Transportation jokes

Car

What is the difference between runners and my car?

My car is still running.

Tire

What does an Asian say when his car tires burst on the highway?

"Some Ting Wheely Wong!"

Plane Ticket

If you give a man a plane ticket, he will fly for a couple of hours, but if you push a man out of a plane, he will fly for the rest of his life :)

People

Blind people driving on the highway would be the world's biggest, and shortest game of bumper cars!

Titanic

*Titanic was sinking.*

Passenger: Hey, captain, how far away are we?

Captain: Two miles.

Passenger: Which way are we going?

Captain: Down.

Yo mama

Yo mama is so fat, when she wore yellow, the kids thought they missed the bus.

Crush

My crush rejected me 2 years ago, and I still have never moved on. I'll be over her when a train is over me.

Fly

What's the last thing to go through a fly's head as it hits the windshield of a car going 80 mph? Its butt.

Orphan

Most orphans were born on the highway. It’s where most accidents [happen].

Orange

Why couldn’t the orange cross the road? Because it ran out of juice.

Bike

Why couldn't the bike stand up by itself?

'Cause it was two tired!

Bus

Q: What’s yellow and can’t swim?

A: A bus full of children.

Difference

What is the difference between a hundred dead babies and a Ferrari?

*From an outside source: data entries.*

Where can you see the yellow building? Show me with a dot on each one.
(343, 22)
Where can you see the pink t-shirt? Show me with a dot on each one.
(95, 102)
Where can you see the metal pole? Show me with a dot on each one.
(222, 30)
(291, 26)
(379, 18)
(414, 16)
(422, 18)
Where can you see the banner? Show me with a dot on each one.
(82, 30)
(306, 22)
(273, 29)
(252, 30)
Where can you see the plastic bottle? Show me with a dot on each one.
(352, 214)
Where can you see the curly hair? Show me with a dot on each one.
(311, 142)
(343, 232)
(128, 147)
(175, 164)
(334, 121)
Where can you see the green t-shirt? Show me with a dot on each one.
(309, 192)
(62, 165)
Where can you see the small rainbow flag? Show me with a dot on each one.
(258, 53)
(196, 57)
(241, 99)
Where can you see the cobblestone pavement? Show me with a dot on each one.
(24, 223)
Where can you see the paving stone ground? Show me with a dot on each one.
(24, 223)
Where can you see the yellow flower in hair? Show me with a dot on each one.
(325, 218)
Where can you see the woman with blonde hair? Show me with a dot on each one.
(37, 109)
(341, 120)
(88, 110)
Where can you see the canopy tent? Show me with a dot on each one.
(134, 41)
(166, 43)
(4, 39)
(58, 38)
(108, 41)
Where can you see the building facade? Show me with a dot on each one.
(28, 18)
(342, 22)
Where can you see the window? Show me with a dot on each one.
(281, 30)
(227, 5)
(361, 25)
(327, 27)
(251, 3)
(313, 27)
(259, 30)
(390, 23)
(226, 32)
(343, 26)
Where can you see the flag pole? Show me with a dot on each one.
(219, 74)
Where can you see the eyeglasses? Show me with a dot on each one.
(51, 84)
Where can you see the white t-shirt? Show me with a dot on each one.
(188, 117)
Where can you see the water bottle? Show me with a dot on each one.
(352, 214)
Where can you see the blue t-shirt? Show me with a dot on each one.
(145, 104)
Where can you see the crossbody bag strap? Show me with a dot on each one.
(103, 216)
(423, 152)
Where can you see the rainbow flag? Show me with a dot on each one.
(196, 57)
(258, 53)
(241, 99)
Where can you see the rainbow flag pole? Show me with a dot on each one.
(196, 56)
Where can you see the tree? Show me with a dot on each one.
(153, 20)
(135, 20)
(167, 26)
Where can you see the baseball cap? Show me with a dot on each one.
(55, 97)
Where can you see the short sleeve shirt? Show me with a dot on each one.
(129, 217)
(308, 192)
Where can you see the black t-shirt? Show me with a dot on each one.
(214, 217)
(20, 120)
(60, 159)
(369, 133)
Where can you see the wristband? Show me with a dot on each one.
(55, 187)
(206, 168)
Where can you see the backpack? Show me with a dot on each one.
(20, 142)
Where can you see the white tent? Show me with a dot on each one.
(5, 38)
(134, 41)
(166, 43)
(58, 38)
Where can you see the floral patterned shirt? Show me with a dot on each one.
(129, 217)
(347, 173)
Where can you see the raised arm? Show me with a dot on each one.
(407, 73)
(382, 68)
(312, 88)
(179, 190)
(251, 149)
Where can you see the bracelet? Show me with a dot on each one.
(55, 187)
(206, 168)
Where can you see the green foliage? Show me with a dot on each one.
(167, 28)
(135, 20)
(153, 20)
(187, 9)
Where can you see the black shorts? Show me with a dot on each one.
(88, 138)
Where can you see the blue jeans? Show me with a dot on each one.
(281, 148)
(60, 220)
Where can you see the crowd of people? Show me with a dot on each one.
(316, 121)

I don't have a Ferrari in my garage!

Yo Momma

Yo momma's teeth so yellow, when she smiled at traffic, all the cars slowed down.

Girl

A girl in my class started barking, and I yelled out, "Furry!" Everyone started laughing at her, and I felt bad. After school, I asked to drive her home, and one the way there I apologized and then told her to count down from 10 - 1. Before she said one, I yelled, "THERE CAN BE ONLY ONE!" then I jumped out the car.